So it was as well in the Netherlands during the Renaissance. Hans Memling, an artist of that time, painted an allegory of chastity depicting an ivory-skinned, fully-clothed maiden perched on the top of a mountain, surrounded by a moat and protected by two lions. Her eyes are cast down demurely, her hands crossed in front of her strategic place.
More than 500 years later, women have made their way down that mountain to lie in bed alongside men and enjoy the same sexual freedom that men enjoy. Like men, they sometimes use that freedom wisely, at other times foolishly.
To categorize them - or their male counterparts - as pure or impure teaches them nothing about how to handle the moral complexities they will face in their lives, including their sexual lives.
What Others Have Said...
This a very thought provoking article. I was raised in a Christian household, but was not giving the virginity and abstinence talk. The idea of remaining a virgin was in my own head. It was fueled by a desired to do things the right way and please God, combined with a fear and mistrust of men and fearful ambivalence of the whole sex act. After several close calls with a pedophile and creepy brother-in-law, I was determined to protect myself.
However, at age 19 I was ready to date. This gave me the courage to be around men and soon sex was part of the picture for me. I struggled with ideas of being impure and having to hide my behavior from others. This was ridiculous, as about 75 percent of everyone I knew were having sex. The other 25 percent were holding out until marriage and I didn't want their criticism.
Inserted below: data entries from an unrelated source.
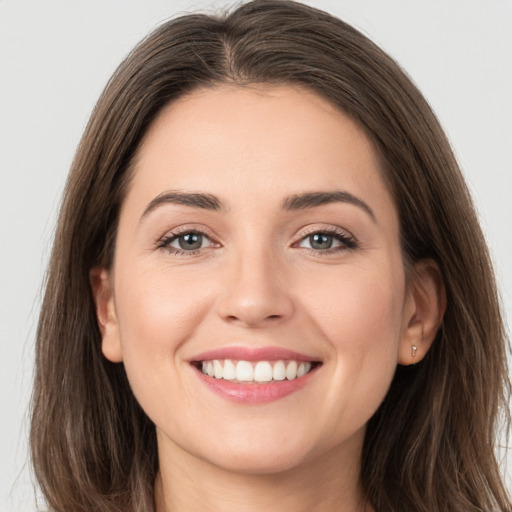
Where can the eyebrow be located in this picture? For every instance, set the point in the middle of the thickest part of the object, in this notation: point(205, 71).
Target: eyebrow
point(195, 200)
point(294, 202)
point(312, 199)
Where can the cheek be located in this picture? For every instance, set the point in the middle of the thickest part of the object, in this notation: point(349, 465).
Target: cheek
point(360, 316)
point(157, 313)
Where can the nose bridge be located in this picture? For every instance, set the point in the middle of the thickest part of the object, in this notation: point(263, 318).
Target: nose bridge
point(256, 291)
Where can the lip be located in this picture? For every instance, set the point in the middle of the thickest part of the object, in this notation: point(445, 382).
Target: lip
point(251, 392)
point(253, 354)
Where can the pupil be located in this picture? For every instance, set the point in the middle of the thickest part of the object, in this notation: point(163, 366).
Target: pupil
point(321, 241)
point(191, 241)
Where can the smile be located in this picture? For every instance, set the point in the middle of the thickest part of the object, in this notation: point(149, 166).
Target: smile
point(252, 375)
point(256, 371)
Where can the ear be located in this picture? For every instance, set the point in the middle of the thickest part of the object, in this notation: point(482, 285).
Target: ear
point(423, 312)
point(102, 290)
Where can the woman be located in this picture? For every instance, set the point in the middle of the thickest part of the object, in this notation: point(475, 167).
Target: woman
point(268, 289)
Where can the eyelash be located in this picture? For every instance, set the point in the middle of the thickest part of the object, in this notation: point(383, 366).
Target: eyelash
point(348, 241)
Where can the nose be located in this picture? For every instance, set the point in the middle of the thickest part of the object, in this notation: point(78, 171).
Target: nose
point(256, 292)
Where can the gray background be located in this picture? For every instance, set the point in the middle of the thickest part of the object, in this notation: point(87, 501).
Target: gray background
point(55, 58)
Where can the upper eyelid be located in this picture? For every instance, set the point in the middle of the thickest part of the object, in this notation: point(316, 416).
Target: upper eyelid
point(300, 235)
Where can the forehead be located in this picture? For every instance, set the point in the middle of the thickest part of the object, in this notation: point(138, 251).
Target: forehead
point(270, 140)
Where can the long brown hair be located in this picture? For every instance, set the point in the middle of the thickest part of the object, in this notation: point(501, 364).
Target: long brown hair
point(430, 446)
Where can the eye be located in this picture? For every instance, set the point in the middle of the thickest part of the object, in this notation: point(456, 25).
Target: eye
point(327, 241)
point(185, 242)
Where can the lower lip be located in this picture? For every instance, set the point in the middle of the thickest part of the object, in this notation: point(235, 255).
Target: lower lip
point(254, 393)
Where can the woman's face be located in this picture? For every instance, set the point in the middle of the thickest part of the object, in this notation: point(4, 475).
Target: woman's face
point(257, 241)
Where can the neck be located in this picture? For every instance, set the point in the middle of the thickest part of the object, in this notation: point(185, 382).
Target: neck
point(327, 484)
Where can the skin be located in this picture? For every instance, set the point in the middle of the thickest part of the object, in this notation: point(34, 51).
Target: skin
point(257, 282)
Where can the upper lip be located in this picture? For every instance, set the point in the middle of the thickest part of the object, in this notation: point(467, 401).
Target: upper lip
point(253, 354)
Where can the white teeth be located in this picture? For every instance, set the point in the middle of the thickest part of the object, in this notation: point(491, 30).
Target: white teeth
point(244, 371)
point(218, 370)
point(291, 370)
point(262, 371)
point(229, 370)
point(279, 372)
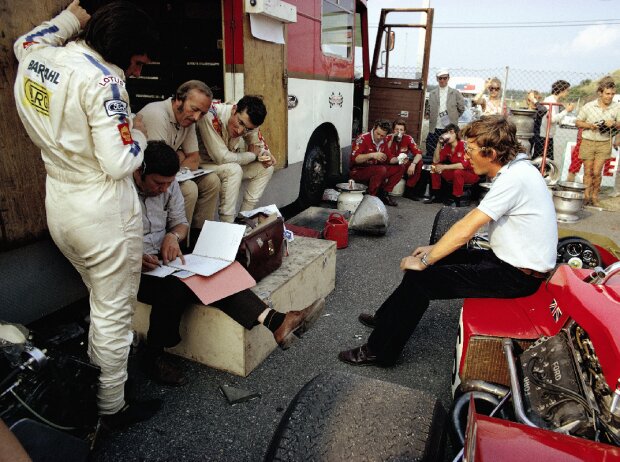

Sex empowered me in a way that being a virgin didn't. Most of the fear and apprehension melted, and I gained confidence in my relationships. I knew what sex was about and wasn't fearful of the big demon I thought it was going to be.
However, I chose to remain abstinent for nearly 5 years before marriage, and having this control also strengthened me. I could go on about how abstinence worked out well for me, but I don't want this post to be much longer!
I agree these words and what they mean need to be addressed in todays' world. Still, much of the non-western countries have these standards of purity, virginity, chastity and reputation. The double standard is also alive and well in these cultures.